Para aquellos de nosotros que vivimos en países desarrollados, el riesgo de una infección aleatoria es estadísticamente bajo. Las tenias prosperan donde falla el saneamiento. Es una enfermedad causada por el abandono de la higiene y la mala eliminación de residuos. Se contrae al ingerir materia fecal contaminada, generalmente mediante prácticas inadecuadas de lavado de manos o baño. Se contrae al comer carne cruda o poco cocida que alberga huevos latentes. Esos huevos sobreviven al calor de la cocina. Ellos esperan. Nacen.

A pesar del horror visceral, el atractivo de la dieta de la tenia persiste en el folclore. La lógica es brutalmente simple. Si un gusano se come tus calorías, no es necesario que lo hagas tú. Te comes el bistec crudo. Te atracas con carbohidratos. El parásito intercepta los nutrientes antes de que lleguen al torrente sanguíneo. Tu cintura se mantiene delgada. O eso dice el rumor.

Hay afirmaciones de que las pastillas para la tenia existieron como ayudas comerciales para perder peso en el pasado. Hay rumores de cantantes de ópera legendarios que supuestamente tragaron estos parásitos para adelgazar, sacrificando supuestamente su rango vocal en el proceso. ¿Realmente lo hicieron? ¿Cómo consigues uno? Y si lo haces, ¿cómo lo sacas? Más importante aún, ¿este método grotesco realmente da como resultado una pérdida de peso sostenible o es simplemente un mito peligroso con un alto precio?

¿Cómo se contrae una tenia en el cuerpo?

La transmisión rara vez es accidental en la forma que imaginamos. Casi siempre está ligado a fuentes de alimentos. El vector principal es la carne de cerdo, ternera o pescado poco cocido que contiene quistes larvales. En regiones con normas sanitarias laxas, los desechos humanos que contaminan el agua o el suelo introducen los huevos en la cadena alimentaria. Una vez ingeridas, las larvas migran al intestino, se adhieren a la pared y comienzan su larga vida de robo de nutrientes. Es una invasión lenta y silenciosa. Uno que probablemente no sentiría hasta que los síntomas se agraven.

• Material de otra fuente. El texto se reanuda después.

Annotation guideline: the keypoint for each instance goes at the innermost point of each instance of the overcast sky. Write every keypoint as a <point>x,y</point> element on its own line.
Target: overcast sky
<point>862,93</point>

La anatomía de un parásito

Seamos claros sobre a qué nos enfrentamos aquí. Puedes intentar utilizarlo como una ayuda dietética natural, pero una tenia es un parásito de principio a fin. No tiene sistema digestivo propio. Eso sería ineficiente. En cambio, absorbe nutrientes (principalmente carbohidratos y azúcares) que su cuerpo ya ha descompuesto parcialmente. Vive en tus intestinos.

El huésped puede ser un cerdo, una vaca, una oveja o un ser humano. La cabeza del gusano, llamada escólex, está equipada con ventosas o ganchos. Estos se adhieren a la pared intestinal. Sin ellos, la acción peristáltica de tu intestino simplemente expulsaría a la criatura. Debajo de la cabeza está el cuello. A partir de ahí, el resto del cuerpo brota.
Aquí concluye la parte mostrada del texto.